La storia di Detroit degli ultimi decenni è costellata di segni “meno”. La popolazione è calata dagli 1,8 milioni degli anni 50 ai poco più di 700mila attuali, e ancora peggio è andata alle attività commerciali: secondo la non profit Citizens Research Council, tra il 1972 e il 2007 ne è sparito il 78%. Tanto che oggi la città del Michigan è, tra quelle con popolazione compresa tra 600 e 900mila abitanti, al penultimo posto per numero di fast food appartenenti a catene famose. Una cosa che invece è cresciuta nel tempo è una catena autoctona di fast food, la Coney Island, specializzata in hot dog. Ne ha parlato Chris Christoff su Bloomberg.com.
Oggi, all’apice della crisi, Coney Island è di sicuro la catena di maggior successo di tutta Detroit, dove ha 150 punti vendita, un numero pari alla somma di tutti i ristoranti delle altre compagnie e negli ultimi mesi è stato aperto un American Coney Island anche in un hotel di Las Vegas. Joe Grimm, giornalista, ha scritto un libro sulla storia della piccola catena, “Coney Detroit”. Il primo Coney Island di Detroit, il Lafayette, venne aperto negli anni 20 del 900 da William Keros, immigrato greco. Poco dopo il fratello avrebbe inaugurato l’American Coney Island, proprio a fianco del Lafayette. Entrambi i ristoranti sono ormai delle attrazioni cittadine: al Lafayette passano 30 secondi tra un’ordinazione e la consegna, e i camerieri non scrivono gli ordini, ma li tengono a mente per poi gridarli ai cuochi. Nelle pareti di entrambi i ristoranti spiccano decine di foto di celebrità con autografo, incluso il vice-presidente Biden.

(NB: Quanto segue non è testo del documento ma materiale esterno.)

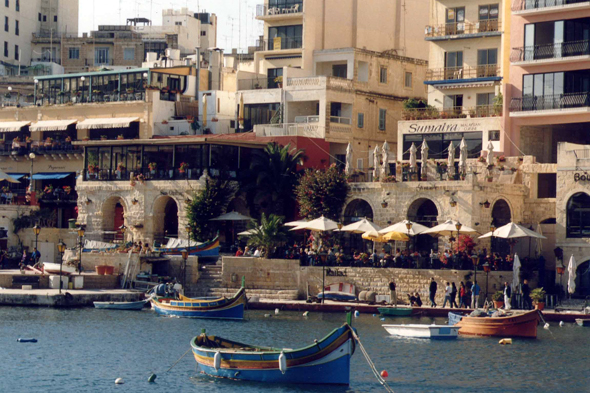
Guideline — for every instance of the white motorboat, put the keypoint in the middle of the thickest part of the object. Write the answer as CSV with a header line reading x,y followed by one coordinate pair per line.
x,y
437,332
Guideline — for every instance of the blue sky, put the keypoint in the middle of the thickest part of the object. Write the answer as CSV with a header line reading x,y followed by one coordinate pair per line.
x,y
230,20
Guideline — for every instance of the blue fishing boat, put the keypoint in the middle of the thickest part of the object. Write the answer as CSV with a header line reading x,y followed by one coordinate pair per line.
x,y
217,308
326,361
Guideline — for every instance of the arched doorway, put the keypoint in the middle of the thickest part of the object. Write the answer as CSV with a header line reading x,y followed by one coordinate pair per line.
x,y
501,216
165,219
423,211
113,218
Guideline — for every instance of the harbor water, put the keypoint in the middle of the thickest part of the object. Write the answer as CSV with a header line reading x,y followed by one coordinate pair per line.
x,y
85,350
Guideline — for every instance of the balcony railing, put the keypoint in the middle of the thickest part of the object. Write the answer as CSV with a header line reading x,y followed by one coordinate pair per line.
x,y
521,5
464,28
551,51
279,8
549,102
281,43
452,113
456,73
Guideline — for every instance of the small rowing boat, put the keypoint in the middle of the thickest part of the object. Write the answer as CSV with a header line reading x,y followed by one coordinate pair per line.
x,y
120,305
326,361
435,332
514,324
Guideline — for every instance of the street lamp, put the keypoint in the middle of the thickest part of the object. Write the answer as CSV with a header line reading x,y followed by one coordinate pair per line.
x,y
61,248
80,235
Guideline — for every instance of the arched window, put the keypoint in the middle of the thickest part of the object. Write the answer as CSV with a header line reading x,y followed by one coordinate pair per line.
x,y
578,215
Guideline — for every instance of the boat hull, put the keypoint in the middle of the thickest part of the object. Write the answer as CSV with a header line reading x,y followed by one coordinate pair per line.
x,y
522,325
395,311
434,332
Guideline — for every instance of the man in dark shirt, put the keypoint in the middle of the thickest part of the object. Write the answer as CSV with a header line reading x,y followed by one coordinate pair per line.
x,y
432,291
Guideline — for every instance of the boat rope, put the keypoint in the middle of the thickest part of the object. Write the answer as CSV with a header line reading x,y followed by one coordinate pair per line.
x,y
371,364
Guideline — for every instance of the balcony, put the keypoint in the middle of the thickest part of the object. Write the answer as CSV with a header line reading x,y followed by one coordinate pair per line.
x,y
279,10
540,7
279,43
551,53
463,30
452,113
489,72
549,105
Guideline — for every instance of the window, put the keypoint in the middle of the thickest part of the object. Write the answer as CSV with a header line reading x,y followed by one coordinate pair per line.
x,y
382,119
408,80
578,215
74,53
494,136
129,54
383,75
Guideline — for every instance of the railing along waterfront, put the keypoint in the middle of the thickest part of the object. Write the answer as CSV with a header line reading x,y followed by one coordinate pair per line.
x,y
551,51
556,101
455,73
464,28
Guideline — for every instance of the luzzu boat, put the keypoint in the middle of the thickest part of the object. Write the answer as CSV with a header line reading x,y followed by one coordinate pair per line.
x,y
217,308
326,361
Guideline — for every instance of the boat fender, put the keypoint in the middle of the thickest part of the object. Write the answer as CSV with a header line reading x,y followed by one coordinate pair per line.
x,y
217,361
282,362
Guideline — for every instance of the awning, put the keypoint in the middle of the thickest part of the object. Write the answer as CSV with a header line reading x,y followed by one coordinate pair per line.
x,y
52,125
109,122
51,175
13,126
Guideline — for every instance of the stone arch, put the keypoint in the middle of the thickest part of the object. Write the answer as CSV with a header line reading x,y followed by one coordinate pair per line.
x,y
165,213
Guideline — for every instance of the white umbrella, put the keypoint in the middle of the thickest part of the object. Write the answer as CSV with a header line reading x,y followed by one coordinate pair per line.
x,y
413,151
515,273
401,227
361,226
571,271
490,158
513,231
376,163
348,169
451,161
463,156
449,228
385,158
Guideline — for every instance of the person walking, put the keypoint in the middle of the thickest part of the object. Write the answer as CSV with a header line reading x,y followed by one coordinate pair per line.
x,y
507,296
448,291
475,290
432,291
392,293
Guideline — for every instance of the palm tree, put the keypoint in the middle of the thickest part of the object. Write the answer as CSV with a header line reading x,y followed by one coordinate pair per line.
x,y
274,175
267,235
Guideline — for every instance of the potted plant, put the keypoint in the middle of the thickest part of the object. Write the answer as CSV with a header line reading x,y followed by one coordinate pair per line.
x,y
538,296
498,299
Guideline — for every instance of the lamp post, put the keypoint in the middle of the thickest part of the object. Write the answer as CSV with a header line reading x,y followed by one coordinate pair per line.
x,y
80,235
61,248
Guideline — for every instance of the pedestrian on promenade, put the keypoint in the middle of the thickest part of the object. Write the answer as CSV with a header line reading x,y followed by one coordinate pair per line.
x,y
392,293
475,290
507,296
432,292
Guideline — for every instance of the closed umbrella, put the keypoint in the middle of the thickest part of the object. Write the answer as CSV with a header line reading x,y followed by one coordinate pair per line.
x,y
571,279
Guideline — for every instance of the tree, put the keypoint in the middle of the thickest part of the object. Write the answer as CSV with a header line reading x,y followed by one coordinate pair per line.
x,y
273,177
209,203
267,235
322,193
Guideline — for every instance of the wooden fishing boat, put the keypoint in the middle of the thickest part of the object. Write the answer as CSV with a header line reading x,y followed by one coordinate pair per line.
x,y
218,308
395,311
326,361
435,332
120,305
512,325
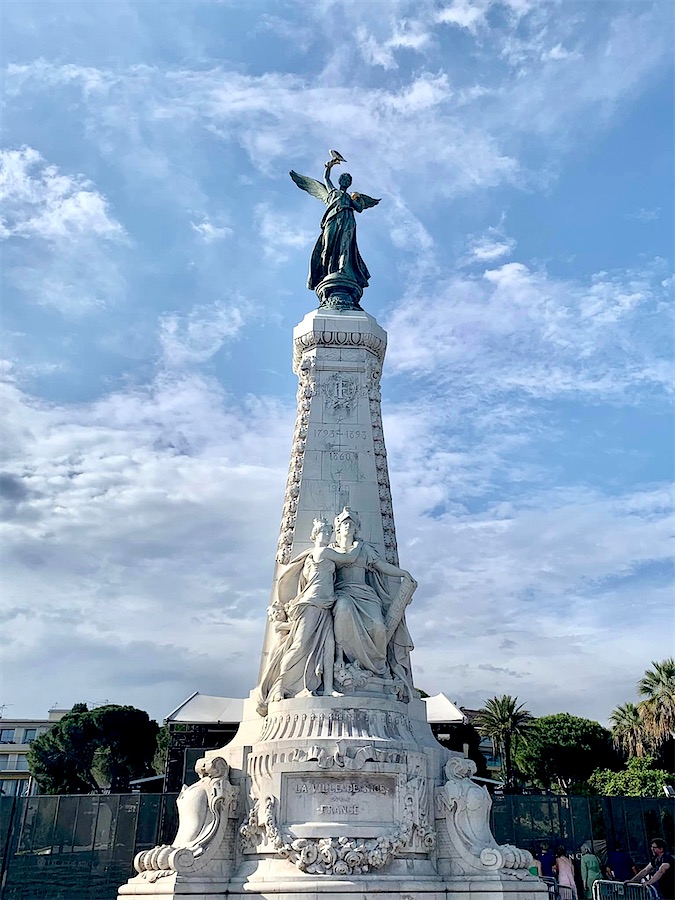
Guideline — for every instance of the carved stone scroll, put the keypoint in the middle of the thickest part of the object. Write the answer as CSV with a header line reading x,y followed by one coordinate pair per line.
x,y
203,810
464,809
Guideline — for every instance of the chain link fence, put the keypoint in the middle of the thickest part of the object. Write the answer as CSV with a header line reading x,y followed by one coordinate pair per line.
x,y
82,847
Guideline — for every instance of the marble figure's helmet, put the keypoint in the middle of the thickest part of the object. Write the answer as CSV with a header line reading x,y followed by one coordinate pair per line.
x,y
318,525
347,513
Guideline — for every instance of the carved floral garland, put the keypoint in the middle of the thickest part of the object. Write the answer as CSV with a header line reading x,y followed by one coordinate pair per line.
x,y
306,390
326,856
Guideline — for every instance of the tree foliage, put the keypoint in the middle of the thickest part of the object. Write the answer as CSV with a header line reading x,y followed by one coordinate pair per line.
x,y
657,686
638,779
505,722
562,751
161,750
89,751
629,731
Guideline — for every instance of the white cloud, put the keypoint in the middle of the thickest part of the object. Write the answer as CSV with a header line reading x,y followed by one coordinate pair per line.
x,y
407,34
210,232
62,243
280,233
517,329
134,519
646,215
40,202
469,14
199,335
488,247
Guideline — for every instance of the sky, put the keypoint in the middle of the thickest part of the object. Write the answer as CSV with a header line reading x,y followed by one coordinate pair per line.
x,y
154,260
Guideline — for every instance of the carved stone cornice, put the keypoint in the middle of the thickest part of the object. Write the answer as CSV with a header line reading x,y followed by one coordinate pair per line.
x,y
317,337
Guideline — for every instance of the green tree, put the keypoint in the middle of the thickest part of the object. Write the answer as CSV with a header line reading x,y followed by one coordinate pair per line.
x,y
88,751
505,722
638,779
657,686
161,751
563,750
629,730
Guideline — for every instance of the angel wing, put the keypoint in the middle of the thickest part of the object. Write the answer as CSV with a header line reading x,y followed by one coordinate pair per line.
x,y
366,201
311,185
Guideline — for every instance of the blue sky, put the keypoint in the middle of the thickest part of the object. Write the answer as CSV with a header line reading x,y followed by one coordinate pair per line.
x,y
154,256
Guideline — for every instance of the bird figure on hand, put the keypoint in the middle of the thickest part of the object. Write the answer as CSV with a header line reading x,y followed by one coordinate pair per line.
x,y
335,158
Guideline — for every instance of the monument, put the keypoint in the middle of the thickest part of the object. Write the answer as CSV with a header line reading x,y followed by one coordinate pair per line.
x,y
334,785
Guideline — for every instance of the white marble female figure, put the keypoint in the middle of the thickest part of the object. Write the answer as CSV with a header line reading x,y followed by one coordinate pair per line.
x,y
302,662
361,603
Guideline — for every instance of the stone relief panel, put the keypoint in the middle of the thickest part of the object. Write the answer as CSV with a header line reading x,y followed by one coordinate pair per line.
x,y
337,340
395,804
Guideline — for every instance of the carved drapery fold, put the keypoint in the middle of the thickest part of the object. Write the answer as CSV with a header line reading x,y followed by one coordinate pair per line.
x,y
203,812
465,808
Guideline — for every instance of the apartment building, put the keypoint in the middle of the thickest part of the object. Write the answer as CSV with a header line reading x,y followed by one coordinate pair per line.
x,y
16,736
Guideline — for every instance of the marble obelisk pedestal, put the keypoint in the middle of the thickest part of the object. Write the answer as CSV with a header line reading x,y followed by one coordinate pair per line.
x,y
342,792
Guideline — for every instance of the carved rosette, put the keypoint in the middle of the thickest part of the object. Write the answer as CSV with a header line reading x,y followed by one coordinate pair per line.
x,y
262,831
347,339
326,856
306,390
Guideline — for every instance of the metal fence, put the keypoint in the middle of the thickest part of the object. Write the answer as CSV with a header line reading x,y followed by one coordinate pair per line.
x,y
82,847
615,890
79,847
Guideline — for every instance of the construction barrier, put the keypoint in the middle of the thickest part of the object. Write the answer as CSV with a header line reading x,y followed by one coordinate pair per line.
x,y
618,890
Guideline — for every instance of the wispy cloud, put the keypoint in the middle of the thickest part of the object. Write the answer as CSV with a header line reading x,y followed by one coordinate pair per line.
x,y
645,215
62,242
488,247
199,335
210,232
515,328
38,201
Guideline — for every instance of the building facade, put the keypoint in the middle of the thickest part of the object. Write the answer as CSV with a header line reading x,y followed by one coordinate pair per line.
x,y
16,736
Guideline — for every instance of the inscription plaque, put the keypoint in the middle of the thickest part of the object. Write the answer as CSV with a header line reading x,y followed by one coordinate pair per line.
x,y
343,798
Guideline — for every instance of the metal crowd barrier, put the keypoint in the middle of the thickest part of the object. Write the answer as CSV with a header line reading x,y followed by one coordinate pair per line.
x,y
617,890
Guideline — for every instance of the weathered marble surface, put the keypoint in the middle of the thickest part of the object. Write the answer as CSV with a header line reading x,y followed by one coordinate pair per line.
x,y
342,789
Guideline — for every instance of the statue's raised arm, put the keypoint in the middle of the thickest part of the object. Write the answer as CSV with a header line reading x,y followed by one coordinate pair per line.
x,y
337,271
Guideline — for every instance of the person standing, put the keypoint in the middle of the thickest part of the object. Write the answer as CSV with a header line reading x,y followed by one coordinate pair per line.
x,y
590,869
564,871
619,864
660,872
547,860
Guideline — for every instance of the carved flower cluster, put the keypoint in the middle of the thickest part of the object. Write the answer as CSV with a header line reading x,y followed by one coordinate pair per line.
x,y
374,373
314,339
327,856
306,390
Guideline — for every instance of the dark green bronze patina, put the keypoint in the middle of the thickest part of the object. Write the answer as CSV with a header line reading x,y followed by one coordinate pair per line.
x,y
337,271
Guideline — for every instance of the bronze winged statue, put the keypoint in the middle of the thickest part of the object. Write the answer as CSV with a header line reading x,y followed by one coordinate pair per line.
x,y
337,271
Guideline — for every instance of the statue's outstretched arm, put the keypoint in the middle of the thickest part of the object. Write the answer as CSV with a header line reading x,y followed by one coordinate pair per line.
x,y
311,185
326,177
386,568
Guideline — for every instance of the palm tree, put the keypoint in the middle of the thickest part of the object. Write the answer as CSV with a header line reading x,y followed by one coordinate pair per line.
x,y
657,686
629,730
504,722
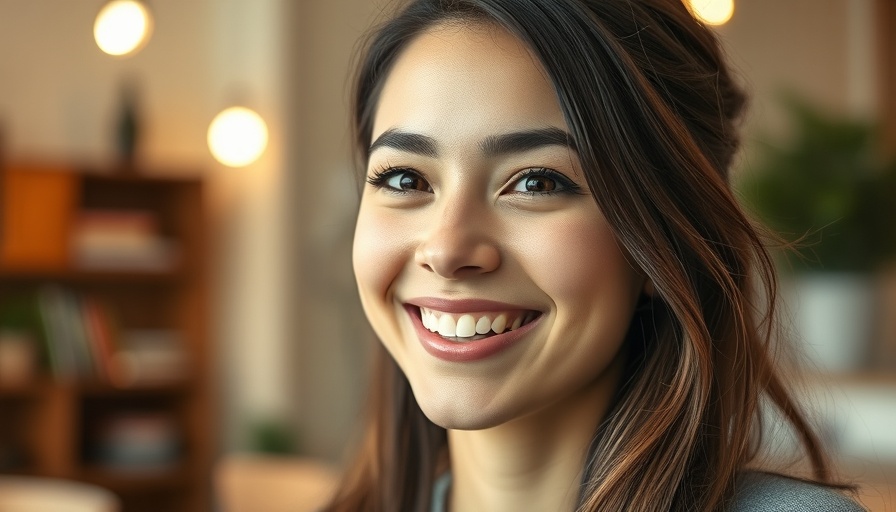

La maggior parte dei Coney Island è oggi gestita da albanesi. “Vengono da noi perché siamo più economici di McDonald e Burger King”, dice Mario Gjolaj, gestore di un Coney Island a Corktown, il quartiere degli immigrati irlandesi arrivati negli anni Quaranta dell’Ottocento. I Coney non temono lo scontro diretto con i giganti dei fast food. Nick Musollaj, che gestisce l’Hollywood Coney Island nell’East Side, ne è convinto: “Se apre un McDonald nel quartiere ci fa piacere. Loro fanno tutto il marketing e portano la gente, che poi viene da noi’”. Lo conferma la storia di Lonnie Domgjoni, che gestisce il George’s Coney Island, già rilevato dal padre nel 1982 e ancora aperto nonostante stia proprio di fronte a un Burger King e a un Kentucky fried chicken: un Coney dog costa 1.80$ e una porzione di patatine 1.40$; al Burger King per un panino si spendono 3.49$ e 2.09$ per le patatine.
La catena, in cui ogni ristorante ha i propri piatti forti, è entrata nel cuore dei cittadini. Secondo Willie Davis, che gestisce il Detroit Corned Beef and Coney Island: “Appena tornano in città, molti vogliono mangiare nel proprio Coney Island. Li fa sentire a casa”. Ogni Coney Island, infatti, è unico: “Uno non vale l’altro! Alcuni sono tremendi…” dice Dentae Butler, ventiquattrenne che si fa 16 chilometri al giorno pur di far colazione all’Ed’s Apollo Coney Island, che sta in un quartiere del West Side pieno di case e negozi abbandonati. “Non trovo altrove un’omelette migliore”.
Gjuna Merditah, signora albanese la cui famiglia possiede l’A-Eagle Coney Island dal 1988, racconta: “Negli anni ho visto i figli dei miei clienti storici diventare clienti essi stessi”. Intanto, Gjuna aspetta che il suo, che ha vent’anni, raccolga il testimone. “Abbiamo intenzione di restare qui ancora molto a lungo”.